Some seniors wonder why Harvard needs another $10 after extracting $160,000 from their parents. In truth, however, these seniors’ qualms with the Gift campaign extend much deeper than money alone. Indeed, the first point that detractors and proponents of the Gift campaign determine is that the amount of money donated via Senior Gift doesn’t really matter. In fact, it does. A $250 donation can—no surprises here—buy more Erlenmayer flasks than the minimum $10 donation. If a wealthier Harvard is objectively a good thing, then so is encouraging seniors who can afford it to donate proportional to their means. But no proponent of Senior Gift can legitimately claim that the withholding of a single $10 donation will materially hurt Harvard. And no detractor can feign great enough financial distress to justify their refusal to plunk down the cash equivalent of a beer and a burrito. Harvard subsidizes everyone’s yearly tuition at least to the tune of $20,000 (more if financial aid is in the picture). Bottom line: It’s never really about the money. It’s about the principle.

For some, the principle is tied up in a desire to squeeze the most social good from every dollar. If $4 a week can save a child in Africa from starvation, what’s the point of giving Harvard $20 to spend on wireless Internet? Gift proponents answer that Harvard’s research and grant-giving have saved many such children in the past, and that a Harvard education provides a different type of social good. Giving money to fill the stomachs of African children need not preclude giving money to feed the minds of African young adults, who are eligible for financial aid from Harvard.
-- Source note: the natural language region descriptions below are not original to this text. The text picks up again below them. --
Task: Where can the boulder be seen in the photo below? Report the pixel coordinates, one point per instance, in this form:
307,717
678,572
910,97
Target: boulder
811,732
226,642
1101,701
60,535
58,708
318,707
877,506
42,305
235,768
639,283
For others, the principle is about where the money actually goes. Senior Gift now allows givers to specify that their gifts go to fund only financial aid or only student life if they wish. Still, many seniors would rather donate to their Houses’ House Committees or to the clubs with which they identify. Gift proponents retort that these organizations can only exist within the context of a vibrant and diverse University. And, in any case, more specific giving also need not preclude giving to Senior Gift.
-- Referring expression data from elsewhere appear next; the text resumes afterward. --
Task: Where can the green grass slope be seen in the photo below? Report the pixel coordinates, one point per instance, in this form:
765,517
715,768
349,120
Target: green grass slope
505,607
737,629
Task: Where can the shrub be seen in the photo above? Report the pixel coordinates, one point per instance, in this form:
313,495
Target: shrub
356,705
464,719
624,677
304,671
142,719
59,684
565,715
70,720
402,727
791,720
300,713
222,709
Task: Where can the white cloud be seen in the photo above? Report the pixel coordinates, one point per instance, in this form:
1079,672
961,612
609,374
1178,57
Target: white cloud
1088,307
For still others, the principle is whether or not they think Harvard deserves their money. Last year’s Senior Gift Plus campaign was predicated on this notion. “Plus” allowed seniors to withhold their donations until the University divested endowment money from Chinese companies doing business with the Sudanese government. In doing so, Plus turned the Gift on its head, treating donations as leverage to further another good cause instead of as support for a good cause in itself. Senior Gift Plus aside, other seniors believe that they should withhold their donations because of perceived slights from Harvard. As any Harvard student can attest, there is a lot that the University could do to enhance the academic and social environment on campus. I know of at least one 2005 senior who didn’t give out of anger over University President Larry Summers’ comments about women in science. To Gift proponents, these stances seem petty and shallow. Seniors (and alums) should not give to Harvard blindly. But neither should they let the bad overshadow the good. Whether Harvard has a student center or not does not affect the fundamentally positive things that Harvard accomplishes. Enforcing narrow administrative or academic accountability by rejecting the Senior Gift makes as much sense as refusing to pay for your parents’ retirement home because they wouldn’t let you see R-rated movies when you were in high school.
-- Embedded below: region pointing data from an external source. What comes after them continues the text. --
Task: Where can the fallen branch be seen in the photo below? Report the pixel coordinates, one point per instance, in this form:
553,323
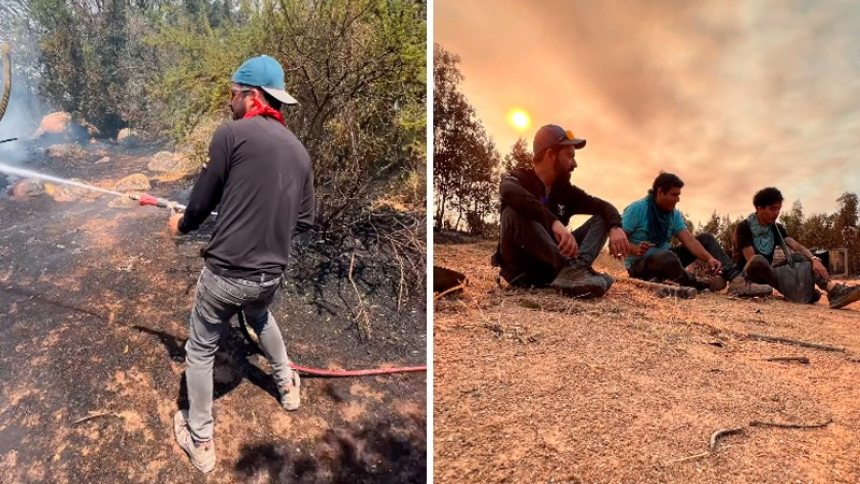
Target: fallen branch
775,339
712,445
97,415
757,423
800,359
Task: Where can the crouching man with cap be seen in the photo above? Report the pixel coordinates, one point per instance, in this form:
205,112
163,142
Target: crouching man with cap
535,247
261,176
652,221
796,276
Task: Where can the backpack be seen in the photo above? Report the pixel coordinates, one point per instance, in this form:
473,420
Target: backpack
796,279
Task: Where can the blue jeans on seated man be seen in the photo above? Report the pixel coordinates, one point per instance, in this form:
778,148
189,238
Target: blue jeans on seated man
529,253
218,299
669,264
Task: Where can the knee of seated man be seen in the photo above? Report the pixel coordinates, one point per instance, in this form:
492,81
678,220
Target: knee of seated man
706,238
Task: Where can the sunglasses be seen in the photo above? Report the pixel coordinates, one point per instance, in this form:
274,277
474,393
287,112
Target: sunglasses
568,135
234,92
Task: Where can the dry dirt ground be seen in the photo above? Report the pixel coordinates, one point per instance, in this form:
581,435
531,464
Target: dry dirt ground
95,299
534,387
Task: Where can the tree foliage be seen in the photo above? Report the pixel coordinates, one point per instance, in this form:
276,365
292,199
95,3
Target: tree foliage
163,67
465,161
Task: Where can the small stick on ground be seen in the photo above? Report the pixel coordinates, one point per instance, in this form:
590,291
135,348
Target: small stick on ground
362,319
449,291
664,290
689,457
800,359
712,445
776,339
757,423
97,415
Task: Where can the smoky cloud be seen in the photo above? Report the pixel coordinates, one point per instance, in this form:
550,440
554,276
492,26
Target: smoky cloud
730,95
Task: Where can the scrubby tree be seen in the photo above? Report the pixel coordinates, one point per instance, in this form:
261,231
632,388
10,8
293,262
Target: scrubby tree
519,157
465,159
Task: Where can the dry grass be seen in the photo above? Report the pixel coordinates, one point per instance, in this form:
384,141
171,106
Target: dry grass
531,386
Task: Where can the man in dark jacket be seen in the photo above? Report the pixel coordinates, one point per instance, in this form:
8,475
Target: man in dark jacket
535,246
755,241
261,176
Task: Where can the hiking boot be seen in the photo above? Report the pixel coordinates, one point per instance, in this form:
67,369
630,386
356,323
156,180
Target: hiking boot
606,277
716,283
579,281
759,269
290,393
742,287
842,295
202,454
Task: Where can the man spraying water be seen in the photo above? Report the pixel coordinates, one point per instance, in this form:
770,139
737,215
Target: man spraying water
261,176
Finally, a great many seniors waver on Senior Gift simply because they think it better to donate after the wage-paying world has swelled their savings accounts. If Senior Gift is partially about increasing future giving, then why should students who know they will donate later give to Senior Gift now?

To me, the answer is simple. Harvard represents an objectively good cause, though one of many. And when Harvard asks me for money, I will give what I can. For all the over-analysis that will consume this campus during the Senior Gift campaign, the wise will keep the arguments simple. And the wisest, I dare say, will donate enthusiastically.



Alex Slack ’06, a former Crimson editorial chair, is a history concentrator in Leverett House. He is the co-chair of the Senior Gift campaign in his House. His column appears on alternate Mondays.